Barnette’s installation is a tribute to family in rainbow hues celebrating connection and legacy. Hennessy’s gilded wall works evoke the complex racial and colonialist histories embedded in the colors black and gold. Rojas’ portraits of a girl play with how color palettes and shapes can suggest space, character, and mood. Ziegler’s paintings are as complex as the imaginary landscapes of Hieronymous Bosch, delving into memory as fiction in the digital age. These new works are complemented by a selection of painting, sculpture, and photography from the McEvoy Family Collection by colorists Etel Adnan, Ricci Albenda, David Alekhuogie, William Eggleston, Spencer Finch, Marilyn Minter, Gordon Parks, David Benjamin Sherry, and others.

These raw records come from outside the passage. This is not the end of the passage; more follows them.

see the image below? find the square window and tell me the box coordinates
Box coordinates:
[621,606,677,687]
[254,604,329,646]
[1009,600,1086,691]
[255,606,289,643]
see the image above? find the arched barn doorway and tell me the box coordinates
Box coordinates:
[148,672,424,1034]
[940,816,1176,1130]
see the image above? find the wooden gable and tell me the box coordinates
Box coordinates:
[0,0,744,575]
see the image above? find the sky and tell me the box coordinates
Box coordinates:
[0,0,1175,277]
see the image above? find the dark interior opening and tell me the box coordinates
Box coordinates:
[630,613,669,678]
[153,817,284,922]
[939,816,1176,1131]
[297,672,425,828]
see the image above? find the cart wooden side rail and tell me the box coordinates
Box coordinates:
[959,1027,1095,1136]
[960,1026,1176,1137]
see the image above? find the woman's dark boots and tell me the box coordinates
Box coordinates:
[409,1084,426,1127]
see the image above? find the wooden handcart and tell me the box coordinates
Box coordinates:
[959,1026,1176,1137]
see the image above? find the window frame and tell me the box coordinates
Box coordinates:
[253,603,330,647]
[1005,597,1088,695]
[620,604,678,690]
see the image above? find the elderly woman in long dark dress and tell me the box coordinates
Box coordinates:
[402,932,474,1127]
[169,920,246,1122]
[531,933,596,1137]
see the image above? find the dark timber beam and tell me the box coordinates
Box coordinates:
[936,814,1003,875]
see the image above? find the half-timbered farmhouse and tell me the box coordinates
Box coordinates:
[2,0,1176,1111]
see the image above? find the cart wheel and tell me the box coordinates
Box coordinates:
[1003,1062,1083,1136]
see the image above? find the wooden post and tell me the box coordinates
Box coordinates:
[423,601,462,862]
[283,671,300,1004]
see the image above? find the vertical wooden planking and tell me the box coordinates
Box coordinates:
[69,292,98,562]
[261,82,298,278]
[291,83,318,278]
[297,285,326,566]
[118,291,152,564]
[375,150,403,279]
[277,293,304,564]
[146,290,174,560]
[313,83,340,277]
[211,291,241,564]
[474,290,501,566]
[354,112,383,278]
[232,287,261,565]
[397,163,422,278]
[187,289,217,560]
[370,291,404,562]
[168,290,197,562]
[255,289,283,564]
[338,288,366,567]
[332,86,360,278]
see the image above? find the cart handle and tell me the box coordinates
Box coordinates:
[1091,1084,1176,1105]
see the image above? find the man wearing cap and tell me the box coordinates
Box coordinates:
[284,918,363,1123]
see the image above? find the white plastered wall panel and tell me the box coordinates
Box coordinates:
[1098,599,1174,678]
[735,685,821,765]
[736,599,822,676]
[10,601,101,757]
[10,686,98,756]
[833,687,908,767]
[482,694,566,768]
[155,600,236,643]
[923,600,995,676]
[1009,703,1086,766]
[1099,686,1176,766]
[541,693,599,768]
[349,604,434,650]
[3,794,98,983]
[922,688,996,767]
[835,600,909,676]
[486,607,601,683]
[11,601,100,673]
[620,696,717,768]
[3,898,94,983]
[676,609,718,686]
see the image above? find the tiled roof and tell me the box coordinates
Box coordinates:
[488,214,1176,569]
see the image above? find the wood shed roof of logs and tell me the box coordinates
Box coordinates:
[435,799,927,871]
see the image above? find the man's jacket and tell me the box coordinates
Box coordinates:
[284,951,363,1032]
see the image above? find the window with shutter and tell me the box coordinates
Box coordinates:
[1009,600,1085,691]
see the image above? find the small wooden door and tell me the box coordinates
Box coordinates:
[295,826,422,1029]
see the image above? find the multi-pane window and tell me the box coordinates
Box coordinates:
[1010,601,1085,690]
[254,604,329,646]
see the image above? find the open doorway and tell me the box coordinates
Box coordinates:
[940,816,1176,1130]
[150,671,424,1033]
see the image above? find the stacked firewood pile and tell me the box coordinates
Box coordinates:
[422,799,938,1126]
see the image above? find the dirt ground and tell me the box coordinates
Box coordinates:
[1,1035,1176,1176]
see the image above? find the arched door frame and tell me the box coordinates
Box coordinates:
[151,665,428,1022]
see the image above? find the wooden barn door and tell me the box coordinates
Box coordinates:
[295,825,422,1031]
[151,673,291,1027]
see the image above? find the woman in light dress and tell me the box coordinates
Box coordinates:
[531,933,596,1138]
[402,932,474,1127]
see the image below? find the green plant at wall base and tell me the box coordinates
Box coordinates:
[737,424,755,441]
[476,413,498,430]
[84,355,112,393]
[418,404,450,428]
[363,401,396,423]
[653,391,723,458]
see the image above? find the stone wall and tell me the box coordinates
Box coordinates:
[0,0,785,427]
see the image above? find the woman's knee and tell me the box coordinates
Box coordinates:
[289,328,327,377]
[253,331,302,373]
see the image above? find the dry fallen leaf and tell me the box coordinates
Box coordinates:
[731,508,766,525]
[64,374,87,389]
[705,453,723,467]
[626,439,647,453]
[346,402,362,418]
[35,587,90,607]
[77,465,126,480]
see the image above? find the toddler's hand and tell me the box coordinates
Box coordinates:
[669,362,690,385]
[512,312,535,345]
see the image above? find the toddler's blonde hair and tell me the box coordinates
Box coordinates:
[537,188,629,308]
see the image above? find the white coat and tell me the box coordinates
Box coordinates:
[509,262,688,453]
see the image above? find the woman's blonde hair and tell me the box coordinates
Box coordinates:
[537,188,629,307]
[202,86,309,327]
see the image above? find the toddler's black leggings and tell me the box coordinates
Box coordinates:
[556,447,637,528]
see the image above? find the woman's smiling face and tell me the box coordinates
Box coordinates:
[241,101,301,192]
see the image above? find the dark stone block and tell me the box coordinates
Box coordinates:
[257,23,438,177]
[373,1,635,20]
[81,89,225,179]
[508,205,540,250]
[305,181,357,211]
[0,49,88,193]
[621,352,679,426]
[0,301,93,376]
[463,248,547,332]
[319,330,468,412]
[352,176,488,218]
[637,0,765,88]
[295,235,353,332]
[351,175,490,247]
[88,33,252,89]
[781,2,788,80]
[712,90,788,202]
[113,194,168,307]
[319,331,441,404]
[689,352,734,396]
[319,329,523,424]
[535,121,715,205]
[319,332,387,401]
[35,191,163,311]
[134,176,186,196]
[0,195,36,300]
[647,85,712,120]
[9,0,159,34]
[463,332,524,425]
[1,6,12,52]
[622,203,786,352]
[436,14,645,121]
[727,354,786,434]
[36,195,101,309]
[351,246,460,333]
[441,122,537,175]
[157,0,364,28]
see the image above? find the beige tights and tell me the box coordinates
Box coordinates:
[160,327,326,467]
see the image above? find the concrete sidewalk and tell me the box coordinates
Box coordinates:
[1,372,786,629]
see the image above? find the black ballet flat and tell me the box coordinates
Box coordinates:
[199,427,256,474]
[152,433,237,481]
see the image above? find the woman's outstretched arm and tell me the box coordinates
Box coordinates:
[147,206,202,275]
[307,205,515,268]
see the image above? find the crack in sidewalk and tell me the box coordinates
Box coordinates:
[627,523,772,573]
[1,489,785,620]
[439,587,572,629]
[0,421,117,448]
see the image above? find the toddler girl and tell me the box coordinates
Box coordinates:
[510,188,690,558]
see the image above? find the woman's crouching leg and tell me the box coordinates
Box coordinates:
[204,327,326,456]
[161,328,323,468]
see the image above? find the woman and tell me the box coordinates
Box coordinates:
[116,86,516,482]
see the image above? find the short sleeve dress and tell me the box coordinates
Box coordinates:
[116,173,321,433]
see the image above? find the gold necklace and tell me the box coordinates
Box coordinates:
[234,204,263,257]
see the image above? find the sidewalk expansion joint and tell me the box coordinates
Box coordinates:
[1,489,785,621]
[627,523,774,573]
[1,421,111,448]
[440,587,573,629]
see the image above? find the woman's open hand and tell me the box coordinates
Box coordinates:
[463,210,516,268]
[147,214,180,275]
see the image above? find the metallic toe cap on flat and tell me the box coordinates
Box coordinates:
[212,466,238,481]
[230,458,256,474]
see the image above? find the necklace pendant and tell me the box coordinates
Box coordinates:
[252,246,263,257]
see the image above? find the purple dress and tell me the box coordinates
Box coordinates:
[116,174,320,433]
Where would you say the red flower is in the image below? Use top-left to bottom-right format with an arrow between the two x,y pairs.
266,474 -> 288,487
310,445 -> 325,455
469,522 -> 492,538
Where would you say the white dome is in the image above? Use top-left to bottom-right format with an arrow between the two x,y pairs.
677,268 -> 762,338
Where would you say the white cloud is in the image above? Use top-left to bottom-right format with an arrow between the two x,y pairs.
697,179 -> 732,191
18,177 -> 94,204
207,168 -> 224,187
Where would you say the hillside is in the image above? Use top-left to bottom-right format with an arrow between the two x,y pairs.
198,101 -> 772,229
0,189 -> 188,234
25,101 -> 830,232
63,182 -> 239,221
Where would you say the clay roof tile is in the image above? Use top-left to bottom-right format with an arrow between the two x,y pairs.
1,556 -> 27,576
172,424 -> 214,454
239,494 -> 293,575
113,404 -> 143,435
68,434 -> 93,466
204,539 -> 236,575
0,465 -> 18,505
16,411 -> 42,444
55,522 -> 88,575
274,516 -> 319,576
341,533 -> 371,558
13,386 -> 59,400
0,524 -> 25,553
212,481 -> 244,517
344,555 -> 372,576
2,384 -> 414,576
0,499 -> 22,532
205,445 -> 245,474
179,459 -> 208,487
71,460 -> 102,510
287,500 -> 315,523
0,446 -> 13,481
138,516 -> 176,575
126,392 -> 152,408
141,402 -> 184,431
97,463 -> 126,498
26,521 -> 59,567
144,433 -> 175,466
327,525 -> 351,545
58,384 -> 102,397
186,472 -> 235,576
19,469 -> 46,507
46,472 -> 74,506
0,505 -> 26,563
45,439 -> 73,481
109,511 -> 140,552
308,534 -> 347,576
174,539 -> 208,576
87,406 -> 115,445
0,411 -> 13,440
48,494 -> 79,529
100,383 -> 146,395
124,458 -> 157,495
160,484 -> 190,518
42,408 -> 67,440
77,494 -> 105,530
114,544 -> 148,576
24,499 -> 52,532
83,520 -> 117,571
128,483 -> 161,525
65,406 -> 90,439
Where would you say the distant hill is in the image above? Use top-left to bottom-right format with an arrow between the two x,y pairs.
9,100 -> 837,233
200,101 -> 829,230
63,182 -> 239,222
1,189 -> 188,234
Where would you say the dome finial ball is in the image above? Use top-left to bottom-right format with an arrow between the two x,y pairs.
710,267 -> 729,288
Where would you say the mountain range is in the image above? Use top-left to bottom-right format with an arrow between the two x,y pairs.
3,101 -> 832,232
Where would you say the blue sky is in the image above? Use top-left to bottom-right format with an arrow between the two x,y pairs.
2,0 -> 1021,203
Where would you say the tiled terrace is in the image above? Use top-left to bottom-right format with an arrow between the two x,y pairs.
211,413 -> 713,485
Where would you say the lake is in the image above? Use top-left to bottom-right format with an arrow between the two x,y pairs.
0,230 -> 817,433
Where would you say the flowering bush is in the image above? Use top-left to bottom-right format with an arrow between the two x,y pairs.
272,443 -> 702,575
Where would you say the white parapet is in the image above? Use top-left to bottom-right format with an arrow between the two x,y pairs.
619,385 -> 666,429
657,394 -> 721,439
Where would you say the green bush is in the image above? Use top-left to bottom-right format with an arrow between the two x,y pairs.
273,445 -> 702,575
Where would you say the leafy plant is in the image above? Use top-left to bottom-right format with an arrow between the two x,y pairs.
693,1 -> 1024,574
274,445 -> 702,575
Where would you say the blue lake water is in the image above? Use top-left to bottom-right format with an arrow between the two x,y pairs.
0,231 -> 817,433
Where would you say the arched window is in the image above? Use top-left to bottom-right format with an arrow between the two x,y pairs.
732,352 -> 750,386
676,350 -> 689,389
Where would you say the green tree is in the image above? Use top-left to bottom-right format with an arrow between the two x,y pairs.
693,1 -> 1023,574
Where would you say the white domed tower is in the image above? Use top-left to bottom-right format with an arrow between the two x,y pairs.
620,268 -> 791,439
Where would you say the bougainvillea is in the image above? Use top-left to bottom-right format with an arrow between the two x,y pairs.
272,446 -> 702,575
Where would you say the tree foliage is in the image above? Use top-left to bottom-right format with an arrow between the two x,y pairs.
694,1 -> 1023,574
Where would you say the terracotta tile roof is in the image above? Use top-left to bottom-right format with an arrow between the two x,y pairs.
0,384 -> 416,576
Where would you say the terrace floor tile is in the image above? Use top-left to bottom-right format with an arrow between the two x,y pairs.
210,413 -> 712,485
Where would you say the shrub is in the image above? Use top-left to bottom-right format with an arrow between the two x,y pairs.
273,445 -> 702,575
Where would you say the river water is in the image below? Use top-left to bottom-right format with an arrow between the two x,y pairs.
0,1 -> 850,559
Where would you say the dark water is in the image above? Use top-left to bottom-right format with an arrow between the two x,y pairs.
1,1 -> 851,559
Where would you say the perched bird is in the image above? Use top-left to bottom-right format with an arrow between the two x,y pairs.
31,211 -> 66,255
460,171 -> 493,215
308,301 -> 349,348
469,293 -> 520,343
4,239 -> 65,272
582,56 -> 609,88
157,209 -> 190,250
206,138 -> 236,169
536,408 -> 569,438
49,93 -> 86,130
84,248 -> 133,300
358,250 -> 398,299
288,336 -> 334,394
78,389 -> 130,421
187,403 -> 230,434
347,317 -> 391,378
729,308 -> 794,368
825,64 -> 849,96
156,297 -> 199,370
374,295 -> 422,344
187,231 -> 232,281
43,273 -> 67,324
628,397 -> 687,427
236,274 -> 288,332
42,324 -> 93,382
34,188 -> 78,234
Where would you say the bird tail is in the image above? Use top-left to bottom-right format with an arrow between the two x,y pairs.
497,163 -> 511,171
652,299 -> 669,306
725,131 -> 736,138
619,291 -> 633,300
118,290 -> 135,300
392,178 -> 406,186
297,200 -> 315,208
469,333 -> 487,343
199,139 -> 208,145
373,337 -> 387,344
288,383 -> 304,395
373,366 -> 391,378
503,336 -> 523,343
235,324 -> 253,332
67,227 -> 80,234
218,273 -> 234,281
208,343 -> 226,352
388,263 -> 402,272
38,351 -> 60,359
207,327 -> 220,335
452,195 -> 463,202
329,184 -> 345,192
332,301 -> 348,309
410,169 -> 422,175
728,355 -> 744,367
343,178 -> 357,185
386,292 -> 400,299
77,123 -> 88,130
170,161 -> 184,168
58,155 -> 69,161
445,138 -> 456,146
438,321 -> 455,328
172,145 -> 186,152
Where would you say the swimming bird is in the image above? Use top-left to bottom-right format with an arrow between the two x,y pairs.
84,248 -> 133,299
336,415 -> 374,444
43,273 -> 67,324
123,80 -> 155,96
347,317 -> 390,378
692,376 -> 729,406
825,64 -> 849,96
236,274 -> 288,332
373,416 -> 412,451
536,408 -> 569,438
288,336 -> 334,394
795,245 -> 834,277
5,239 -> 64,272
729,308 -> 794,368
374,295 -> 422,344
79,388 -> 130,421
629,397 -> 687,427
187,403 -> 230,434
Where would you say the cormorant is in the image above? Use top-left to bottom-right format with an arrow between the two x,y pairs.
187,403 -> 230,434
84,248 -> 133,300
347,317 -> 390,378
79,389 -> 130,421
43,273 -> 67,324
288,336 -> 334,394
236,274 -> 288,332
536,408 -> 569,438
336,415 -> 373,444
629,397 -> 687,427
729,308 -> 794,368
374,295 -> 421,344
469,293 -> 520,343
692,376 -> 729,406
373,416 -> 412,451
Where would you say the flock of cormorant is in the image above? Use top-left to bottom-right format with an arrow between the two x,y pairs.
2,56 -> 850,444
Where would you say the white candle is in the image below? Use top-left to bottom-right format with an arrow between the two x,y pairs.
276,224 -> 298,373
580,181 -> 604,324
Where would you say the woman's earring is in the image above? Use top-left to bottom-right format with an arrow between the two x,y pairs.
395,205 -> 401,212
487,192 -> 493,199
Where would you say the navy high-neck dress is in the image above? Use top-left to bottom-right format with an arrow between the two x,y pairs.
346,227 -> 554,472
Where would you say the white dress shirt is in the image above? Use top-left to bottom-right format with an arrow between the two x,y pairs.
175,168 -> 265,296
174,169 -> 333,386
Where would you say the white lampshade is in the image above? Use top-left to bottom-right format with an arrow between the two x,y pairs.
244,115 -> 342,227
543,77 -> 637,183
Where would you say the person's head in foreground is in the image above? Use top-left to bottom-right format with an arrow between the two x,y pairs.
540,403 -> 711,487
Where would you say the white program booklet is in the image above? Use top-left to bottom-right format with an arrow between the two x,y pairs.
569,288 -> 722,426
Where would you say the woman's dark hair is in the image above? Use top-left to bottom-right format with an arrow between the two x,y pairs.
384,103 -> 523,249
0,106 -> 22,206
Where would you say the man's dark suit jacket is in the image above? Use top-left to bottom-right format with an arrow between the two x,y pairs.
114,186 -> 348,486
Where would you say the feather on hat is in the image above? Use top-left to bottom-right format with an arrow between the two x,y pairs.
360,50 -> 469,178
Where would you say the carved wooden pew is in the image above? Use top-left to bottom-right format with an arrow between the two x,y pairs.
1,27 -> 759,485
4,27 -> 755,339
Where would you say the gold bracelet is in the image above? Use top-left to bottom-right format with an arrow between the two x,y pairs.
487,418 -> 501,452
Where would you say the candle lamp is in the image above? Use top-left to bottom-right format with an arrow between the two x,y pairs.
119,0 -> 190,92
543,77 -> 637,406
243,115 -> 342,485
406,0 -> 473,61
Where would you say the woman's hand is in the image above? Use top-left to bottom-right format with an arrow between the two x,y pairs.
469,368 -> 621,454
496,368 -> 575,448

These works speak to various color theories that abound in science and the arts. In ancient Greece, Aristotle held that deities sent down color from the heavens as celestial rays. In the seventeenth century, Sir Isaac Newton’s experiments with prisms led him to theorize that the real basis for visible color is in light itself, linking color systems to musical notation. For numerous visual artists, filmmakers, and designers, color is a both a means and an end. It is a tool for communicating stories, values, and ideas, as well as an expression of beauty, pleasure, and feeling in and of itself.

Color Code is accompanied by Visible Light, a program of short films in McEvoy Arts’ Screening Room about the relationship between light and color in the moving image; The Fifth Edition, a special anniversary newspaper showcasing color in the graphic arts; and workshops hosted by color specialists illuminating its important role in arts and design.